Budget 2021: ‘I just feel we’re always struggling in the northwest’
Donegal ‘hospitality town’ business people on VAT, wage subsidy and debt warehousing
Fiona Roper, owner of the Old Stone restaurant, serves customers Aidan O’Donnell and Jack Britton: “I don’t see any positive news coming out of that budget for us at all.” Photograph: Joe Dunne
The inside of Fiona Roper’s cafe is newly decorated, and empty. She opened the Old Stone in Donegal town four days before Level-3 restrictions were introduced in the county; as the budget was announced on Tuesday her customers were huddled over their lunch at a few tables set up on the pavement outside.
“I never thought we’d be sitting out like this in Donegal,” remarks one. “It’s as if we’re on the boulevards of Paris.”
The outside seating area, and a takeaway option, has allowed Roper to remain open. “We’re just trying to keep our heads above water,” she explains. “You’re trying to survive on a few customers a day, because that’s all we can cater for outside.”
She is pinning her hopes on reopening fully in time to catch the pre-Christmas trade; otherwise, she is unsure if her new business will make it into the new year. “I don’t see any positive news coming out of that budget for us at all,” she says.
While the VAT reduction for the hospitality industry from 13.5 per cent to 9 per cent from November 1st will help “a little bit”, it will not have a big impact. “What would be a help would be a total break on VAT.
“There isn’t a safety net for anybody here. I just feel we’re struggling, always struggling in the northwest, that we’re forgotten about.”
On this Tuesday afternoon in October, the town centre is certainly quiet. Raymond Rooney, the owner of gentleman’s outfitters Peter’s Men’s Shop, explains that this is a “hospitality town” which did well with staycations over the summer. “Any reduction in the VAT rate for hospitality has to be a good thing,” he says, “especially for people from the North, they always give out about the price of food here”.

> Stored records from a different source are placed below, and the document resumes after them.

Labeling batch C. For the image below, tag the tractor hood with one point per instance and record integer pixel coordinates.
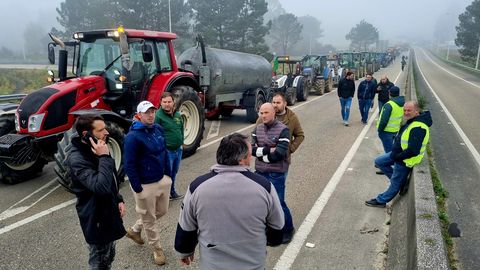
(48, 108)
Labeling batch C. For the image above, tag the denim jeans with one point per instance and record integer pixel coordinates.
(364, 105)
(101, 256)
(346, 103)
(396, 172)
(387, 140)
(174, 158)
(278, 181)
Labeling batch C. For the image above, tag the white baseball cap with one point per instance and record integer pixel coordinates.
(144, 106)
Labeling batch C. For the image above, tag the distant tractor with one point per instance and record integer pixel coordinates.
(318, 74)
(289, 80)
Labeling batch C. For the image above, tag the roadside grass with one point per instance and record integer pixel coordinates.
(15, 81)
(441, 194)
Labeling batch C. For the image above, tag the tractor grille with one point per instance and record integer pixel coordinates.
(31, 103)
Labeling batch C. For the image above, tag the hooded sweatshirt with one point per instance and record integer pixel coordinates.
(414, 142)
(387, 111)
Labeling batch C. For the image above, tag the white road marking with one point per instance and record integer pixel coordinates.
(13, 210)
(36, 216)
(454, 75)
(65, 204)
(453, 122)
(214, 129)
(290, 253)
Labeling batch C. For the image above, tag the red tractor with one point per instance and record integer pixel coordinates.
(112, 70)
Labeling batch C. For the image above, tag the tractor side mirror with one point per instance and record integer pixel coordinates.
(147, 53)
(51, 53)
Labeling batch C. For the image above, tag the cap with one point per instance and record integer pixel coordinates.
(144, 106)
(394, 91)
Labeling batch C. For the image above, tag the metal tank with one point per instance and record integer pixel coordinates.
(225, 75)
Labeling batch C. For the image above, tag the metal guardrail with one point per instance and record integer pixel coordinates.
(12, 97)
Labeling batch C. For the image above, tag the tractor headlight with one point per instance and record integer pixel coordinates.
(35, 122)
(17, 122)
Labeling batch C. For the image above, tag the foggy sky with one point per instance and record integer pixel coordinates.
(396, 20)
(404, 20)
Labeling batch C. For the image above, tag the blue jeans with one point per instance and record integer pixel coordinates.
(346, 103)
(174, 158)
(364, 105)
(278, 181)
(387, 140)
(396, 172)
(101, 256)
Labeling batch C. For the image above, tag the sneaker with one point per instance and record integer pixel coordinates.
(375, 203)
(175, 196)
(159, 256)
(135, 236)
(288, 236)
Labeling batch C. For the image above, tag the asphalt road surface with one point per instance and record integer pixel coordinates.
(39, 228)
(453, 97)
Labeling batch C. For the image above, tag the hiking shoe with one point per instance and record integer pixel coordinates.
(175, 196)
(159, 256)
(288, 236)
(375, 203)
(135, 236)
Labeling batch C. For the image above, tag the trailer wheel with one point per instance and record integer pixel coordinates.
(291, 95)
(31, 162)
(252, 111)
(188, 103)
(302, 90)
(115, 146)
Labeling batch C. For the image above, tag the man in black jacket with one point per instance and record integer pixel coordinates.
(346, 90)
(100, 207)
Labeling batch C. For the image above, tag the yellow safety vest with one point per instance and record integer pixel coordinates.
(395, 119)
(410, 162)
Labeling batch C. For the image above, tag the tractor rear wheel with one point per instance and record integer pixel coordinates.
(26, 163)
(188, 103)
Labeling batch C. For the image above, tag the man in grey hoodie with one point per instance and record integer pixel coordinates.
(231, 212)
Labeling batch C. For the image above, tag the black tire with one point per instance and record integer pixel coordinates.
(116, 134)
(291, 95)
(319, 86)
(11, 173)
(188, 103)
(252, 111)
(226, 112)
(302, 91)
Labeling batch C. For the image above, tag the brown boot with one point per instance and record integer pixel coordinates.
(135, 236)
(159, 256)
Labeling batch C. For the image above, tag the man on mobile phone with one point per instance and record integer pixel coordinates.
(100, 206)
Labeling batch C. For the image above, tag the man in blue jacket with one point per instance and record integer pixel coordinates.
(365, 94)
(146, 165)
(99, 205)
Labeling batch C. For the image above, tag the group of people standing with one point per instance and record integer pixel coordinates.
(231, 212)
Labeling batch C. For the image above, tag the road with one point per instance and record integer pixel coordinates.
(453, 96)
(43, 232)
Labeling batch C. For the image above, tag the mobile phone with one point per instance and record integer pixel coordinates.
(87, 137)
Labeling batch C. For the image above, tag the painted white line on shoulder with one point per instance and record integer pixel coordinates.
(452, 121)
(290, 253)
(454, 75)
(36, 216)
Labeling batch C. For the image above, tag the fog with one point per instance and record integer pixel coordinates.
(407, 20)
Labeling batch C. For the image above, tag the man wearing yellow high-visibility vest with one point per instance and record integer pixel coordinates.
(408, 150)
(390, 118)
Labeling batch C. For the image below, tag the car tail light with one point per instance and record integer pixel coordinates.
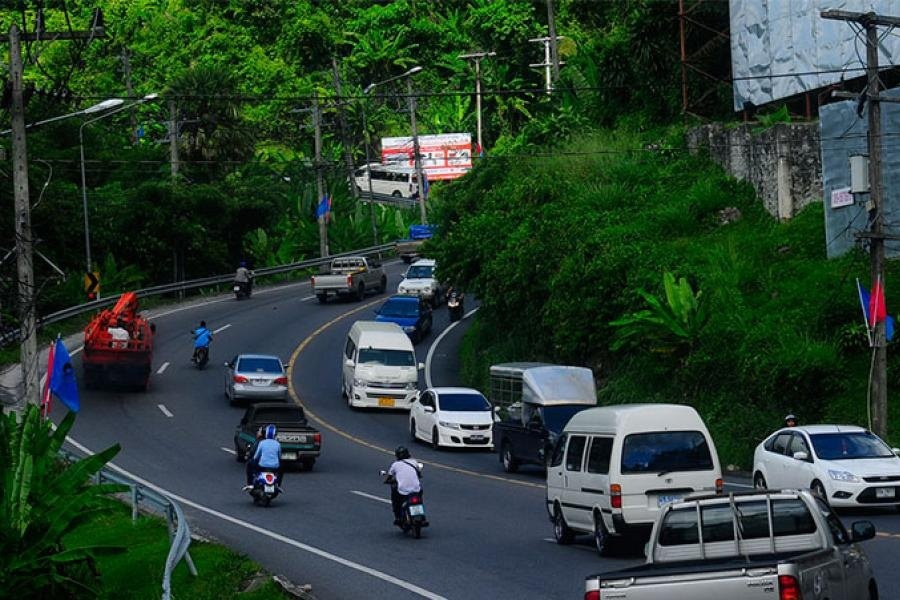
(788, 588)
(615, 496)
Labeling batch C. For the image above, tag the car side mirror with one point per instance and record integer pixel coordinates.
(861, 531)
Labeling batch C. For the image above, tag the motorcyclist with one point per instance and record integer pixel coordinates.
(267, 456)
(403, 475)
(202, 338)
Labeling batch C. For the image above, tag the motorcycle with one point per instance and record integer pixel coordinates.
(412, 510)
(242, 289)
(265, 488)
(455, 306)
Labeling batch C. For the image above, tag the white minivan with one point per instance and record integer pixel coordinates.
(614, 467)
(379, 366)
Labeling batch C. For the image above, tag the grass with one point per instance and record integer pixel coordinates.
(137, 573)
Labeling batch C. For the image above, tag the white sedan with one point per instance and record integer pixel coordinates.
(845, 464)
(456, 417)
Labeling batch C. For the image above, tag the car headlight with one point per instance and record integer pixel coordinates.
(846, 476)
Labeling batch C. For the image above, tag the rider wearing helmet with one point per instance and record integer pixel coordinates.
(404, 474)
(267, 456)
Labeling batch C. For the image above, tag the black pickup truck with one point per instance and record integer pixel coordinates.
(300, 443)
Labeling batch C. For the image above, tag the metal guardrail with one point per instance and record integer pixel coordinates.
(179, 530)
(183, 286)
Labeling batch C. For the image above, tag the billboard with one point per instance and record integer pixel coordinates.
(780, 48)
(444, 156)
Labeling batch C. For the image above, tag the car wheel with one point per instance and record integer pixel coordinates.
(561, 532)
(759, 482)
(510, 464)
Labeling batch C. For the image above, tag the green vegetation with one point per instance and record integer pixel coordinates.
(221, 573)
(568, 252)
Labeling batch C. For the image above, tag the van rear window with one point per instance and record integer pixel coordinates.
(666, 451)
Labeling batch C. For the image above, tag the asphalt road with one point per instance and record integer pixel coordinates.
(490, 536)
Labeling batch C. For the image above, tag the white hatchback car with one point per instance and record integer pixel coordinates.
(456, 417)
(845, 464)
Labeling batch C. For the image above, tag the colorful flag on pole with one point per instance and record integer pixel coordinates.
(62, 377)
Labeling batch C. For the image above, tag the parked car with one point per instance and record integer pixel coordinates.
(747, 546)
(255, 377)
(411, 313)
(419, 280)
(846, 465)
(300, 443)
(448, 416)
(352, 276)
(615, 468)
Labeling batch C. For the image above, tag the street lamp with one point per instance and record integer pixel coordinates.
(420, 177)
(118, 102)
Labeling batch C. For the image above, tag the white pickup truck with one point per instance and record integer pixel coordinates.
(349, 276)
(753, 545)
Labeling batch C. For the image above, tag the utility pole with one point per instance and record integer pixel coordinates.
(420, 175)
(320, 186)
(476, 57)
(870, 22)
(22, 201)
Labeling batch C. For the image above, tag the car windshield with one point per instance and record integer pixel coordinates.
(464, 402)
(842, 446)
(281, 414)
(389, 358)
(259, 365)
(665, 451)
(419, 272)
(399, 308)
(556, 417)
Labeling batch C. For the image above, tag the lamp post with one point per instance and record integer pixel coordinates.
(420, 178)
(118, 103)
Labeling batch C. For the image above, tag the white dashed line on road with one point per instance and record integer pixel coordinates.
(370, 496)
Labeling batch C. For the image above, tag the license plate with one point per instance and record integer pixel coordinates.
(885, 493)
(663, 500)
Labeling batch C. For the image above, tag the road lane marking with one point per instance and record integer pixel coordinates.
(409, 586)
(371, 497)
(438, 341)
(325, 424)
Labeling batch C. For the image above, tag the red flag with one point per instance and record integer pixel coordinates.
(877, 308)
(45, 397)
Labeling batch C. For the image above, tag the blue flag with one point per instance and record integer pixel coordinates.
(62, 377)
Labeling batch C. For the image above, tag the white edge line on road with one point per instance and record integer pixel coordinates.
(271, 534)
(437, 341)
(370, 496)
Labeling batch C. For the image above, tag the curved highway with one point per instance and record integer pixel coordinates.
(489, 535)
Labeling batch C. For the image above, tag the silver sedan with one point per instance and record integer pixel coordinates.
(255, 377)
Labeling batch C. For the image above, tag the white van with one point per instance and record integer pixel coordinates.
(615, 466)
(399, 182)
(379, 366)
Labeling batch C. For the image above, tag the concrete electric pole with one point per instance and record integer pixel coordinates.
(870, 22)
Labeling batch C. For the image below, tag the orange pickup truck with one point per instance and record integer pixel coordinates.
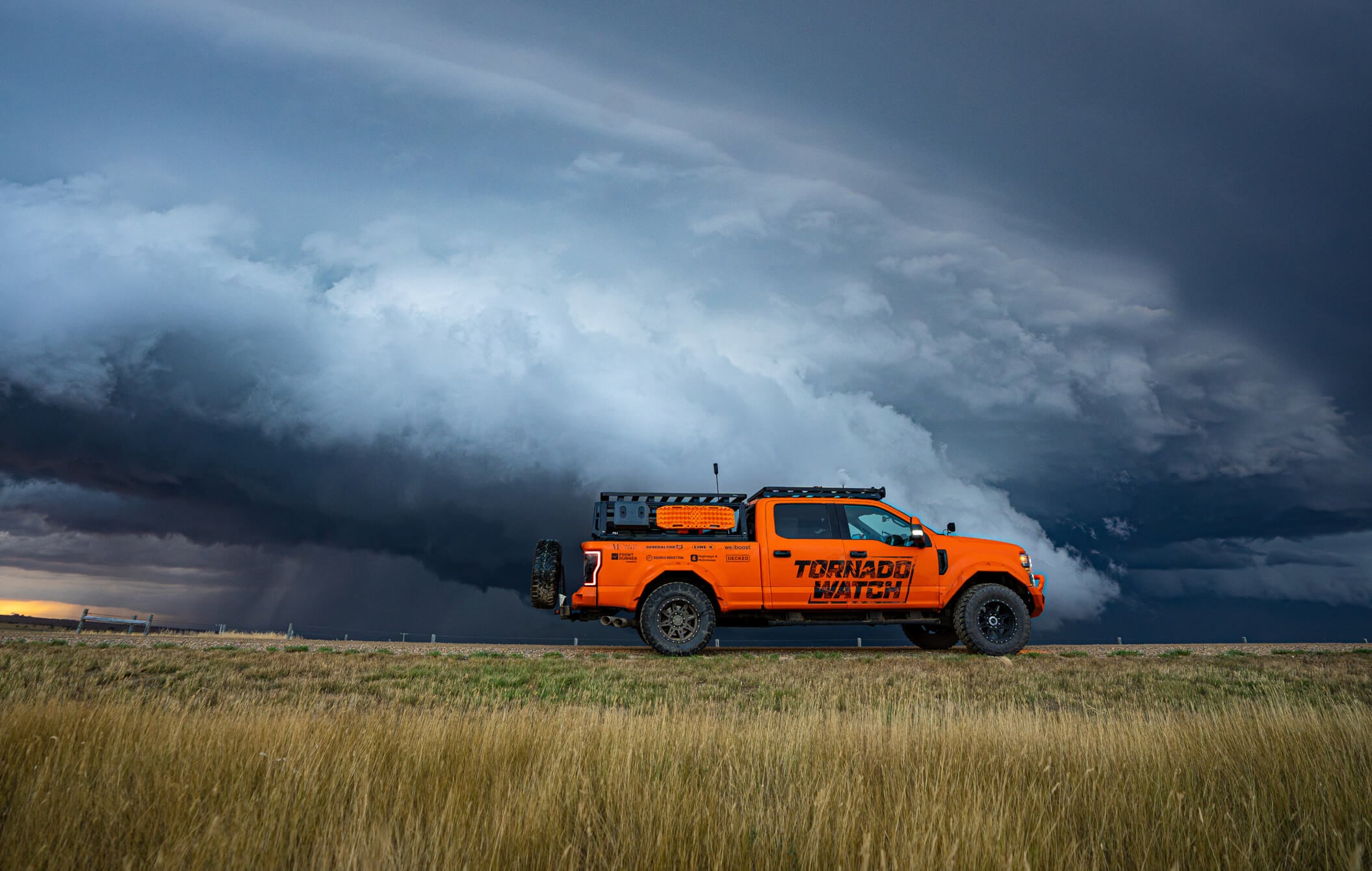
(677, 566)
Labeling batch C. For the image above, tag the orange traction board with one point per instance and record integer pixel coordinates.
(696, 517)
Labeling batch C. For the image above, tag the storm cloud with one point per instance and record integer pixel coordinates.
(454, 279)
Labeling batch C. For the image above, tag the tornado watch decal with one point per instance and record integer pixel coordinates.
(873, 580)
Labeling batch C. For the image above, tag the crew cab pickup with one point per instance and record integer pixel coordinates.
(677, 566)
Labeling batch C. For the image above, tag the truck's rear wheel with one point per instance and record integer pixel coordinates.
(931, 637)
(548, 574)
(677, 619)
(991, 619)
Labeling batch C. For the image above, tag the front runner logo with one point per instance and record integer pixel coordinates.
(832, 579)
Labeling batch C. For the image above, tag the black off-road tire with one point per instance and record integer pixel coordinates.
(931, 637)
(981, 616)
(677, 619)
(548, 574)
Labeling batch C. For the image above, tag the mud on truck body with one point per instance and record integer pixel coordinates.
(677, 566)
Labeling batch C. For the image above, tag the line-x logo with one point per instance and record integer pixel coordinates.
(885, 577)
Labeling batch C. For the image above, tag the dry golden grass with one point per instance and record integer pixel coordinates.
(253, 759)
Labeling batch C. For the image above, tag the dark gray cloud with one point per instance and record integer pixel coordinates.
(413, 287)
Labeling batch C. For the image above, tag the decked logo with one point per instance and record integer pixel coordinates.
(874, 580)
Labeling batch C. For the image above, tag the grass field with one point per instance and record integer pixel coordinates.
(132, 756)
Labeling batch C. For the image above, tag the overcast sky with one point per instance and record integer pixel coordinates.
(326, 313)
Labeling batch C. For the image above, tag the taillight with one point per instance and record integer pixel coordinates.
(590, 567)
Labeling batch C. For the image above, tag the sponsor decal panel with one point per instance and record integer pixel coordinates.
(857, 580)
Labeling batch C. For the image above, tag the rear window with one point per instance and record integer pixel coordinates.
(803, 520)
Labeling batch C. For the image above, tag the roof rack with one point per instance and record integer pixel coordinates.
(634, 515)
(680, 499)
(821, 493)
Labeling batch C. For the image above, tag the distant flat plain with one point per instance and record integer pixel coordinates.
(265, 752)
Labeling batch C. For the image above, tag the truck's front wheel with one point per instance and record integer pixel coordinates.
(992, 619)
(677, 619)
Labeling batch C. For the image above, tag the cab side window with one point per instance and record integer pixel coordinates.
(873, 525)
(801, 520)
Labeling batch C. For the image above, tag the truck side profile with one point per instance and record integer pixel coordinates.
(678, 566)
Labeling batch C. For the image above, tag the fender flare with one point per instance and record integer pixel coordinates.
(680, 574)
(1002, 574)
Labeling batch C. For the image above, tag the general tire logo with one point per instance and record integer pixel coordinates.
(851, 580)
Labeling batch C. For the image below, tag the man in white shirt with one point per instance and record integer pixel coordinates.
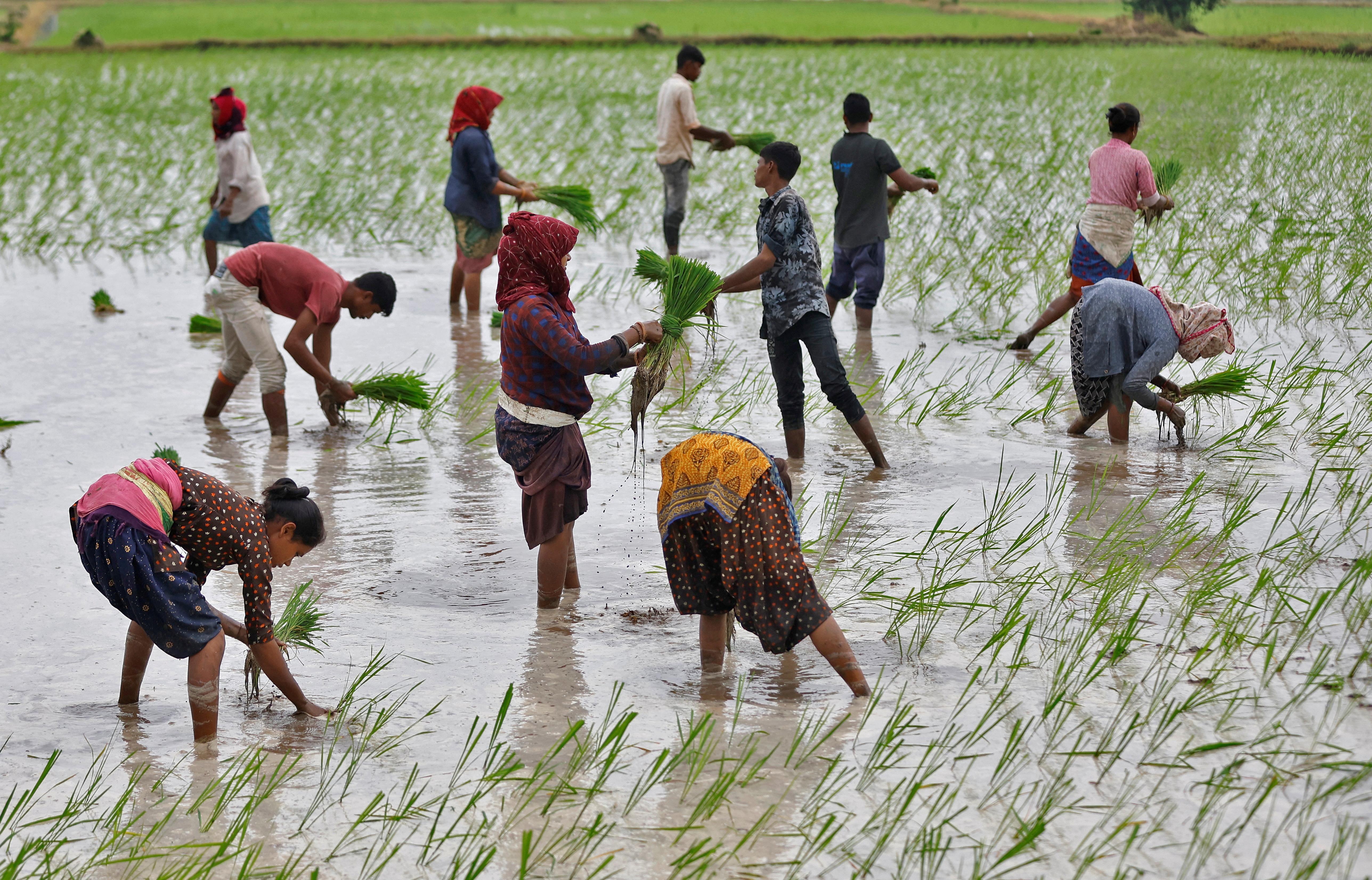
(677, 128)
(239, 204)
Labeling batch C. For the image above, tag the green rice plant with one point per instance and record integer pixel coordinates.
(298, 628)
(1167, 175)
(166, 452)
(101, 304)
(651, 267)
(755, 141)
(206, 325)
(575, 201)
(688, 289)
(1230, 382)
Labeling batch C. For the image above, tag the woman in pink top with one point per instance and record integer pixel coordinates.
(1121, 185)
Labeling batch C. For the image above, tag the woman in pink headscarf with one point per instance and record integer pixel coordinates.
(544, 363)
(475, 185)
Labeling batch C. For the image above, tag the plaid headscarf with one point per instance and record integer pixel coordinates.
(228, 115)
(532, 260)
(474, 106)
(1202, 329)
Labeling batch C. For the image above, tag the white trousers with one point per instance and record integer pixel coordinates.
(247, 333)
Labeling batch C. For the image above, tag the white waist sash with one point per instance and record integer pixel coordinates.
(533, 415)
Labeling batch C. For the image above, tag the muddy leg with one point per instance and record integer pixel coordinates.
(552, 569)
(138, 648)
(573, 581)
(714, 636)
(1119, 422)
(202, 684)
(274, 405)
(829, 640)
(455, 286)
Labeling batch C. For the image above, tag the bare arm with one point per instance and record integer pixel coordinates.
(752, 271)
(305, 327)
(909, 183)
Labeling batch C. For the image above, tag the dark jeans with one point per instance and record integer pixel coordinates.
(675, 186)
(817, 333)
(864, 266)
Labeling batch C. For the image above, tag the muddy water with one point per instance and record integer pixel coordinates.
(426, 555)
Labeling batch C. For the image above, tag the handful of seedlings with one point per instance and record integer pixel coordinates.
(392, 393)
(755, 141)
(1167, 176)
(101, 304)
(297, 629)
(688, 287)
(894, 198)
(575, 201)
(1230, 382)
(206, 325)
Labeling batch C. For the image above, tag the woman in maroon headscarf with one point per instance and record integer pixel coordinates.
(544, 359)
(475, 185)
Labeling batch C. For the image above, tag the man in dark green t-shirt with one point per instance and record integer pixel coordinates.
(862, 164)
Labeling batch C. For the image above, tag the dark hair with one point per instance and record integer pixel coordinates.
(689, 54)
(857, 108)
(382, 289)
(286, 500)
(1123, 117)
(785, 154)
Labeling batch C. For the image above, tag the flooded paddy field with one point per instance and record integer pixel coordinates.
(1096, 661)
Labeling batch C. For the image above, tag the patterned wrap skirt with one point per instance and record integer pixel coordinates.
(751, 566)
(146, 581)
(1093, 393)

“Our northern visitors are very important, and we should be very conscious and careful of appealing to them.”
His greatest concern is uncertainty. “If it’s not Covid, it’s Brexit.” As to the Government’s approach to the pandemic, he feels it has “done a decent job”, with a budget which is “trying to stimulate the economy . . . the tone of the speeches is very positive, it’s about keeping hope.”
The extension to a form of the Employment Wage Subsidy Scheme (giving employers adversely impacted by Covid-19 a subsidy per employee), he says, is welcome. “Anything that keeps employees on the payroll rather than having to let them go, is super.”
At Donegal tweed company Magee 1866, chief executive Rosy Temple agrees that the extension of the scheme is “very reassuring”, describing it as a “virtual lifeline” for small and medium-sized enterprises like theirs.
She is also positive about the extension of debt warehousing provisions (allowing self-employed taxpayers to defer for a year without interest) and the credit guarantee scheme, though she adds that the Government must ensure these schemes are accessible to firms of all sizes.
Also encouraging, says Temple, is the “real emphasis from the Green Party in making changes on the vehicle [emissions] front and housing, and I look forward to seeing how that will work on the business front.”
In the main square, one local is less enthusiastic. “It already costs me €400 to tax that van there, and it’s going to go up,” he says. “That’s the Green Party for you. Mind you, I wouldn’t vote for any of those politicians.”
Back at the Old Stone, Jack Britton and Adrian O’Donnell are sitting down to lunch. “People really have no interest in the budget, they’re just so concerned about Covid-19,” Britton explains. “Sure look around Donegal town. Every other building is closed.
“The Government seems to be borrowing away to keep things going, and to try and return us to some sort of normality. Get us out of Covid, and then we’ll see.”